Do I read the above correct, @flammie, when I find no occurrences of а̄ in the ATT version of strings.all.default.hfst? So the base char + combining diacritic is lost during compilation?

If so, how can we force such a sequence to be treated as one symbol, in all contexts? The lexical FST does treat them as one symbol (as opposed to the tokeniser FST, which does the opposite on the input side).

I assume the question relates to all .txt input files for the error model.

flammie commented 5 months ago

Mm, strings compilation uses hfst-strings2fst just without any alphabets / multichars so it must consider combining characters their own arcs in the graph. I guess it leads into situation where suggestions from а̄им to вим weighs а:в and to аим weighs combining macron:0 rather. Maybe applying nfc/nfd filters in error models could work if this is actually the main issue

snomos commented 5 months ago

mm, that might be a good idea. I will have a look.

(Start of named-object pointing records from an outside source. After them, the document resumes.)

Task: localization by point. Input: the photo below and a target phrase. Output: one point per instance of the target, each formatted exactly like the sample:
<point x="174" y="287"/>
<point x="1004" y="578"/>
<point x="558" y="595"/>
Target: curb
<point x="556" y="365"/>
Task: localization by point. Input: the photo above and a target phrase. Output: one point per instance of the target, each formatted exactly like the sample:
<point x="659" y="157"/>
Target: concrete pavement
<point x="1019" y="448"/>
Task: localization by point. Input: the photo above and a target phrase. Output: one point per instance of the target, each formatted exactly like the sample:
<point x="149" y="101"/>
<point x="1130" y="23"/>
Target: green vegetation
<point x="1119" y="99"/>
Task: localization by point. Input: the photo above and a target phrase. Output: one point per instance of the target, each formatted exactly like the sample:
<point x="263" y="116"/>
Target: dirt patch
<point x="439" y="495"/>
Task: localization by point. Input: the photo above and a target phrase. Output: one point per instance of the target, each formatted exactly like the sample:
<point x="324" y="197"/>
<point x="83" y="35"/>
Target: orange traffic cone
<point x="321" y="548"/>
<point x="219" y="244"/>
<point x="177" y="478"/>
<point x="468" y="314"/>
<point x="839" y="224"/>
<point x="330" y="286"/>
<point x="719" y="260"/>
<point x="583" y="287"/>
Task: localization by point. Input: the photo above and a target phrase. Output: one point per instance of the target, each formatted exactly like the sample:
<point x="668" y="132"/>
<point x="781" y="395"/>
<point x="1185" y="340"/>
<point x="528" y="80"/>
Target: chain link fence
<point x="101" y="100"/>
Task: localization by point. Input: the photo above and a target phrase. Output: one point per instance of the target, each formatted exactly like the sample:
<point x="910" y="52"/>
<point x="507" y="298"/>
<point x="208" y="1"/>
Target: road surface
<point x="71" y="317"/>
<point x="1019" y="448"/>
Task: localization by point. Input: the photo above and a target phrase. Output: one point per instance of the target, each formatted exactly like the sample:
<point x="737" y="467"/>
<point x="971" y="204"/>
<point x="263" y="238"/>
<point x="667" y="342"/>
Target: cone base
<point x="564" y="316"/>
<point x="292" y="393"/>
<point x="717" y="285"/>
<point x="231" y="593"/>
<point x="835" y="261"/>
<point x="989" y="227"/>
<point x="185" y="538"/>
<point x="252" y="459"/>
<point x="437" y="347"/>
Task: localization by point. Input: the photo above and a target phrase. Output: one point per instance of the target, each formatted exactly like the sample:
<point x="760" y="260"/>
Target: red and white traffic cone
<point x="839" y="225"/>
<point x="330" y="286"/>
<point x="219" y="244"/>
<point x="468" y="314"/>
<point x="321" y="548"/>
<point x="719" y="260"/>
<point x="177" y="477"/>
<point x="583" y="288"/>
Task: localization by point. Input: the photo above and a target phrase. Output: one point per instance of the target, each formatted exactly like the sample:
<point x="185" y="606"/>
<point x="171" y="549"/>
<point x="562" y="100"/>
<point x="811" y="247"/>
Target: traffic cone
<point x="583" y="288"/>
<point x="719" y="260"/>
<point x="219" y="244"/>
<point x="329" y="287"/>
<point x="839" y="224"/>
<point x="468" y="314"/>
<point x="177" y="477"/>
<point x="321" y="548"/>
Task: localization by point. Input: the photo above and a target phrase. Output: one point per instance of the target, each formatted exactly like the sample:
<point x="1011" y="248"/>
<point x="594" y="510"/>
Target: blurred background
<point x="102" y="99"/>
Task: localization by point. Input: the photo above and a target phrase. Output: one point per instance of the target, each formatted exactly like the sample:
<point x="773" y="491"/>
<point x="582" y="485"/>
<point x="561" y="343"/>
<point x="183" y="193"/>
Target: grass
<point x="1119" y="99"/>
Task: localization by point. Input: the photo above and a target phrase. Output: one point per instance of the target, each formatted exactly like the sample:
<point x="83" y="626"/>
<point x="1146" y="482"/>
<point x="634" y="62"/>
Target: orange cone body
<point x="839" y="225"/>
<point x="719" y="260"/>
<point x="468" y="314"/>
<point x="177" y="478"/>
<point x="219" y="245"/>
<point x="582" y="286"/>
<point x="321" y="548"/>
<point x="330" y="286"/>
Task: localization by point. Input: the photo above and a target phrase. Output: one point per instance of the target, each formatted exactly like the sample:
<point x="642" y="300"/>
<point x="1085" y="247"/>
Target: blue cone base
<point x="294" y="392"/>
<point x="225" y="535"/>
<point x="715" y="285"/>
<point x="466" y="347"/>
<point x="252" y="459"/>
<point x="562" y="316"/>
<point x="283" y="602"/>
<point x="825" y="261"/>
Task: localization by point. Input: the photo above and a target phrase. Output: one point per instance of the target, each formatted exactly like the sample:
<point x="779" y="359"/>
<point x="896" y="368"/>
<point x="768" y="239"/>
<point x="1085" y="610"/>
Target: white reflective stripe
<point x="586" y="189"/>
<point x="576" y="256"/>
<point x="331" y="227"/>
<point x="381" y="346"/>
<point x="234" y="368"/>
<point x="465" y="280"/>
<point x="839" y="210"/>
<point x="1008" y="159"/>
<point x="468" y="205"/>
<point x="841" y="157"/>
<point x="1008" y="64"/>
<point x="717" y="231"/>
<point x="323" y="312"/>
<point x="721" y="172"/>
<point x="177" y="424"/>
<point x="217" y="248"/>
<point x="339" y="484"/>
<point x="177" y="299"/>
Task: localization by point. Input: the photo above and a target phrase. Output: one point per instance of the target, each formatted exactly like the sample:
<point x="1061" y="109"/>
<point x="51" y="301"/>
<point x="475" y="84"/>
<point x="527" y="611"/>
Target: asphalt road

snomos commented 5 months ago

https://github.com/giellalt/giella-core/commit/c73d62a4bc57a7b773c46751a3092a3d694332e1 fixes a bug that hindered spellrestrict.* files from being built. But that is not enough, the generated spellrestrict.regex file does not include the relevant letters.

snomos commented 5 months ago

Ah - bummer on my part. The spellrestrict.* files will not solve this, because they assume the existence of an NFC form. In this case the problem is that there IS NO NFC form of the relevant letters, but we still want the FST to treat them as one symbol, ie no arch between base letter and combining diacritics.

So we need a new type of filter that finds all combining diacritics and the corresponding base letter(s), and then generates a filter of the following type:

{а̄} -> "а̄";

and then applies this filter to all error model files being read by hfst-strings2fst on both sides. That should hopefully fix the issue, and make it predictable to work with combining diacritics in the speller.

@flammie feel free to continue this work 🙂